We’re intrigued by the history of the cult — which Applewhite acknowledges in on extensively-cited video message as “the cult of cults” — after it went underground in 1975, when media coverage got to be too much for The Two and their followers. How did the 1985 death of Nettles, who was generally considered the organization’s real leader — affect Applewhite and the rest of Heaven’s Gate? Why did they “stay on Earth” for so long after Applewhite promised that the ship they were supposed to be on was coming? And what was it about the Hale-Bopp comet’s arrival that finally led Applewhite to tell his followers that the time had finally arrived?

Tweel effectively makes up for the lack of archival footage with animation, but there’s more than enough information from surviving former members to fill in a lot of the blanks, including recordings of meetings and Applewhite’s video messages. The remaining three episodes should move along as swiftly as the first one did, and should be even more interesting.

Sex and Skin: Nothing.

Parting Shot: “It’s the cult of cults! It’s the cult of truth!” Applewhite says in a video message.

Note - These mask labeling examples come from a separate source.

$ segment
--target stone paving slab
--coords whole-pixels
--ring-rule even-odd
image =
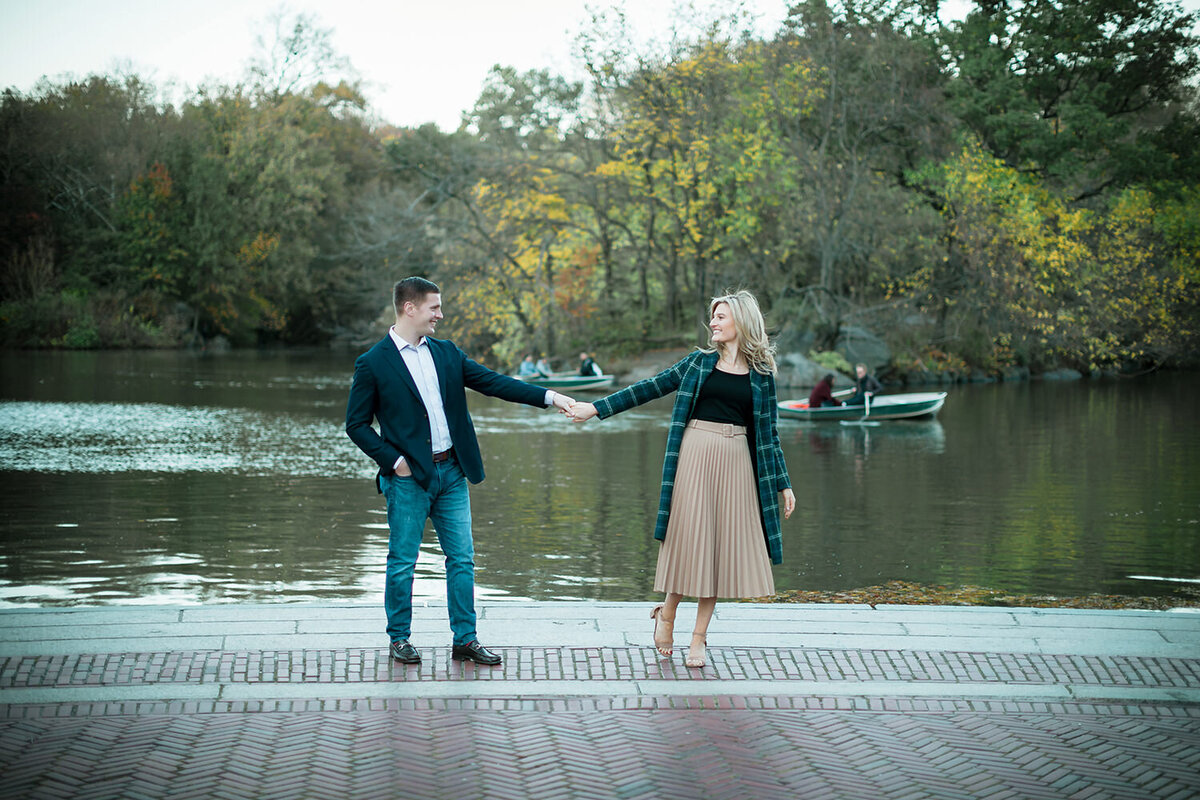
[[[696,670],[649,608],[481,603],[498,668],[438,603],[419,666],[368,606],[2,610],[0,796],[1200,796],[1200,615],[724,603]]]
[[[1194,798],[1190,717],[674,709],[0,721],[6,798]]]

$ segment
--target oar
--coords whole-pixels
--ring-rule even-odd
[[[863,396],[863,401],[864,401],[864,404],[863,404],[863,419],[862,420],[842,420],[841,421],[842,425],[869,425],[869,426],[877,426],[878,425],[878,422],[876,420],[868,420],[866,419],[866,417],[869,417],[871,415],[871,396],[870,395]]]

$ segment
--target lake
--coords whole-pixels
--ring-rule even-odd
[[[0,354],[0,606],[382,602],[374,465],[342,429],[354,356]],[[1198,585],[1200,375],[949,391],[935,421],[780,421],[778,589]],[[654,599],[670,398],[586,425],[469,401],[479,595]],[[442,576],[426,531],[416,594]]]

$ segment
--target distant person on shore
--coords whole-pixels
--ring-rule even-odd
[[[841,405],[841,401],[833,396],[833,373],[822,378],[809,395],[809,408],[822,408],[824,405]]]
[[[604,374],[604,369],[596,363],[596,360],[592,357],[589,353],[580,354],[580,374],[584,378],[596,378]]]
[[[521,361],[521,366],[517,367],[517,378],[535,378],[538,374],[538,365],[533,362],[533,353],[530,353]]]
[[[654,646],[673,652],[679,602],[696,597],[696,626],[684,663],[703,667],[718,597],[775,594],[772,564],[782,561],[779,510],[796,495],[775,428],[775,354],[758,302],[749,291],[709,303],[710,347],[569,416],[608,417],[676,392],[667,428],[654,537],[654,589],[666,599],[650,612]]]
[[[446,604],[454,633],[451,657],[496,666],[500,656],[475,632],[475,546],[467,481],[484,480],[484,461],[467,413],[467,389],[563,413],[574,401],[492,372],[449,339],[433,338],[442,320],[442,293],[420,277],[392,288],[396,324],[354,362],[346,404],[346,433],[379,471],[376,488],[388,504],[388,571],[383,604],[391,657],[418,663],[408,637],[413,621],[413,573],[425,521],[432,519],[445,554]],[[379,431],[372,426],[378,420]]]
[[[865,363],[854,365],[854,393],[846,399],[846,405],[864,405],[868,397],[875,397],[883,391],[883,384],[866,372]]]

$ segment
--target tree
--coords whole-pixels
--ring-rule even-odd
[[[1194,14],[1164,0],[989,0],[944,32],[962,121],[1073,199],[1175,175],[1156,136],[1200,68]]]

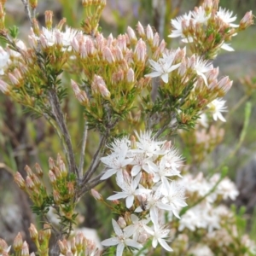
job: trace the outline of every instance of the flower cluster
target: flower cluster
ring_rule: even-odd
[[[233,22],[233,13],[218,7],[218,1],[204,1],[194,11],[172,20],[173,30],[170,38],[181,37],[189,43],[194,53],[203,53],[207,59],[216,57],[218,50],[234,50],[226,42],[253,23],[252,11],[247,12],[239,25]]]
[[[201,198],[205,199],[190,207],[182,216],[179,230],[189,229],[195,231],[196,229],[204,229],[211,233],[216,229],[220,229],[224,219],[233,216],[226,207],[219,205],[221,201],[235,201],[238,195],[236,185],[228,177],[221,180],[219,174],[214,174],[207,180],[201,172],[195,177],[189,174],[185,175],[180,182],[186,188],[186,195],[189,197],[191,205]]]
[[[104,246],[118,245],[117,255],[126,246],[140,249],[150,238],[154,247],[159,242],[172,251],[164,240],[170,230],[162,225],[163,212],[179,218],[177,209],[187,206],[184,189],[175,181],[181,177],[182,166],[177,149],[171,142],[157,141],[151,131],[136,135],[137,141],[134,137],[116,139],[109,146],[111,154],[101,159],[107,167],[102,179],[115,174],[121,189],[108,200],[125,199],[119,221],[113,219],[116,236],[102,241]]]

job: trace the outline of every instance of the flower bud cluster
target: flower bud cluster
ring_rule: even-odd
[[[36,164],[36,172],[28,166],[25,166],[26,177],[24,179],[21,174],[17,172],[15,175],[15,181],[18,186],[26,191],[35,206],[40,207],[48,197],[46,188],[43,182],[43,172],[38,164]],[[38,172],[39,171],[39,172]]]
[[[199,123],[201,124],[201,123]],[[210,127],[195,126],[189,133],[180,131],[180,136],[191,156],[191,162],[201,163],[223,141],[224,130],[215,125]]]
[[[65,163],[58,154],[56,160],[49,159],[49,178],[53,189],[53,200],[55,204],[61,210],[67,219],[71,219],[73,215],[75,195],[75,176],[68,174]]]
[[[131,141],[126,137],[116,139],[109,146],[111,154],[101,159],[107,167],[102,179],[115,174],[121,189],[108,200],[125,199],[124,207],[120,207],[122,203],[119,202],[118,208],[125,210],[119,211],[118,222],[112,221],[116,233],[114,245],[122,247],[122,250],[125,245],[140,249],[153,238],[154,247],[160,242],[166,250],[172,251],[164,239],[170,230],[160,221],[164,211],[179,218],[177,209],[187,206],[184,189],[175,181],[181,177],[178,169],[182,158],[171,142],[156,141],[150,131],[136,135],[137,141],[134,137]],[[102,245],[109,246],[110,240],[103,241]]]
[[[70,242],[67,240],[59,240],[58,245],[61,253],[64,256],[100,256],[102,253],[102,252],[96,247],[95,242],[87,239],[81,232],[73,237]]]
[[[219,202],[228,199],[235,201],[239,193],[228,177],[222,179],[215,187],[218,180],[220,175],[218,173],[207,180],[200,172],[195,177],[190,174],[185,175],[180,181],[186,188],[186,195],[189,197],[191,205],[209,195],[182,216],[178,230],[204,229],[211,233],[213,230],[220,229],[225,220],[231,220],[234,214],[226,207],[219,205]]]
[[[173,29],[169,37],[181,37],[194,53],[204,53],[206,59],[213,59],[220,49],[234,50],[226,42],[253,23],[252,12],[247,12],[239,25],[233,23],[236,15],[232,15],[232,12],[218,9],[218,1],[205,0],[194,11],[172,20]]]

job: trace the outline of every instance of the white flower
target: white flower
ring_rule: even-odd
[[[153,236],[152,246],[156,247],[158,243],[168,252],[172,252],[173,250],[169,247],[166,241],[163,239],[168,236],[170,230],[160,227],[158,224],[154,224],[154,230],[148,226],[145,226],[145,230],[151,236]]]
[[[169,204],[172,207],[172,213],[178,218],[180,218],[178,215],[178,210],[181,207],[184,207],[187,206],[185,202],[185,189],[178,185],[175,181],[171,182],[171,183],[167,181],[164,181],[164,188],[163,194],[165,195],[164,202]]]
[[[169,35],[169,38],[185,38],[185,36],[183,33],[183,26],[182,23],[186,22],[189,26],[189,21],[191,19],[191,12],[189,13],[189,15],[185,14],[182,16],[177,17],[175,20],[172,20],[171,23],[172,27],[174,28],[172,30],[171,35]]]
[[[151,67],[154,72],[146,74],[145,77],[155,78],[160,77],[164,83],[168,83],[169,73],[177,69],[181,63],[173,64],[176,52],[171,52],[168,55],[164,55],[163,58],[159,59],[157,61],[149,60]]]
[[[153,173],[149,167],[149,166],[153,165],[153,162],[146,154],[135,154],[131,165],[133,166],[131,172],[131,176],[137,175],[142,171],[142,169],[148,173]]]
[[[150,221],[150,218],[147,217],[146,218],[139,219],[135,214],[131,214],[131,219],[132,224],[125,227],[124,231],[127,234],[132,235],[132,237],[135,241],[137,241],[139,236],[145,232],[144,226]]]
[[[211,17],[211,14],[207,14],[205,9],[200,6],[195,11],[191,12],[191,16],[195,23],[205,24]]]
[[[162,202],[162,185],[160,185],[154,192],[144,195],[145,200],[145,209],[149,210],[149,215],[154,224],[158,223],[158,211],[159,209],[172,211],[172,207]],[[145,211],[142,207],[138,207],[135,209],[135,212],[141,212]]]
[[[122,150],[119,150],[119,152],[115,152],[101,158],[102,162],[109,168],[101,179],[106,179],[113,174],[117,174],[118,177],[123,175],[122,171],[132,161],[132,158],[126,159],[128,149],[128,146],[124,145]]]
[[[126,207],[131,208],[133,205],[134,196],[143,194],[149,193],[150,189],[137,189],[138,183],[141,179],[141,174],[138,174],[133,180],[125,181],[124,178],[117,178],[117,184],[122,189],[122,192],[117,192],[115,195],[111,195],[108,200],[117,200],[120,198],[126,198]]]
[[[208,85],[207,79],[205,73],[213,69],[212,64],[200,56],[196,56],[194,69],[196,72],[197,75],[201,76],[203,79],[205,84]]]
[[[231,23],[236,20],[236,15],[232,17],[233,12],[226,10],[225,9],[219,8],[217,12],[217,16],[220,18],[224,23],[229,24],[231,27],[238,27],[239,25]]]
[[[117,245],[116,256],[122,256],[125,247],[131,247],[137,249],[143,248],[143,246],[140,243],[129,238],[131,235],[123,232],[114,219],[112,219],[112,224],[117,236],[102,241],[102,245],[106,247]]]
[[[137,148],[131,149],[132,153],[145,154],[148,157],[158,156],[163,154],[160,145],[164,144],[166,141],[155,142],[150,131],[141,131],[140,135],[135,131],[135,134],[139,141],[137,142]]]
[[[221,113],[221,112],[227,112],[227,107],[224,106],[225,102],[226,101],[223,101],[222,99],[215,99],[207,105],[212,113],[214,121],[217,121],[218,119],[223,122],[226,121]]]
[[[165,154],[158,165],[153,166],[153,171],[154,172],[154,176],[153,181],[154,183],[164,179],[166,177],[178,176],[181,177],[180,172],[177,170],[181,166],[182,159],[177,153],[177,150],[173,147],[169,149],[169,152]]]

Sleeper Star: Robert Balch and David Taylor’s stories of being undercover with Heaven’s Gate in the mid=’70s are fascinating to listen to, especially the complex method of how they met the people that would bring them into the group.

Most Pilot-y Line: Nothing that we could see.

Our Call: STREAM IT. Even though Heaven’s Gate: The Cult Of Cults doesn’t necessarily praise the cult in its title, it does a good job of showing how different from other cults it was.